Book Review: Blue Nights by Joan Didion

I have recently fallen in love with Joan Didion's work. Here is my review of her newest memoir, Blue Nights. My review first appeared in and was published by Rachael Magazine.

Joan Didion’s latest memoir, Blue Nights, beautifully portrays her conversation with herself about the life and death of her daughter, Quintana Roo Dunne, in which she comes to terms with her loss and the fears that develop as a result of it. Although her grief is evident in her writing, her language is inviting, with the words and sentences flowing together in an honest but frail colloquy. Nonlinear and full of questions, Didion’s heartache and anguish are apparent in the way she knits her thoughts together.

More than just a book about the loss of her daughter, and the affliction that ensues, Didion’s memoir delves deeper and reveals the emotional complications that arise as a result of it. Fifty pages in, Didion confronts the real subject of the book, confessing to the reader that what folds in and unifies the memoir is the topic of fear, “this refusal even to engage in such contemplation, this failure to confront the certainties of aging, illness, and death” (page 54). She is afraid of illness, and of death, which are inevitable. Although she tells the reader that memories don’t bring  “solace,” that they only remind us of what we have lost when we no longer want to remember, she is afraid of losing the memories (page 64). She is afraid that the inevitable aging of her body and the illness it could bring will take away her ability to remember and to write.
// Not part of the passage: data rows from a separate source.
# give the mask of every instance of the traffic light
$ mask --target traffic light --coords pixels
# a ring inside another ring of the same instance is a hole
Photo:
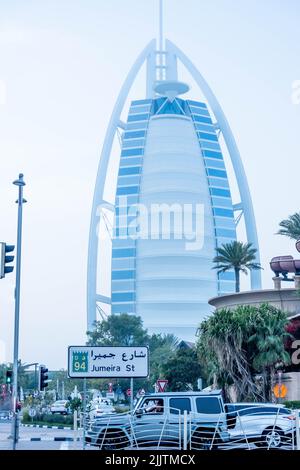
[[[46,387],[48,387],[48,369],[46,366],[41,365],[39,367],[39,391],[43,392]]]
[[[12,370],[6,371],[6,384],[10,385],[12,382]]]
[[[5,274],[11,273],[14,270],[13,266],[9,266],[14,260],[13,255],[7,255],[14,251],[15,245],[7,245],[4,242],[0,242],[0,279],[5,277]]]

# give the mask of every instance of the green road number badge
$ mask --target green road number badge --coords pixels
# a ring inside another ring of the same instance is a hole
[[[72,372],[88,372],[88,353],[72,352]]]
Didion’s prose is equally private and public, reflecting moments of pain she feels deep in her soul, describing memories and feelings, and yet letting the reader in to share in her despair. The title, Blue Nights, is an illustration of her inability to think about anything other than the “inevitable approach of darker days” (page 134). The end of her book does not bring about a resolution or any sort of peace with the subject of her fear: “The fear is not for what is lost…the fear is for what is still to be lost” (page 188).


I highly recommend this book, to all those who love literature and appreciate the written word. It's a fantastic read. It has taught me to pay close attention to words as I use them to create sentences, paragraphs, stories, and most of all, to pay close attention to life.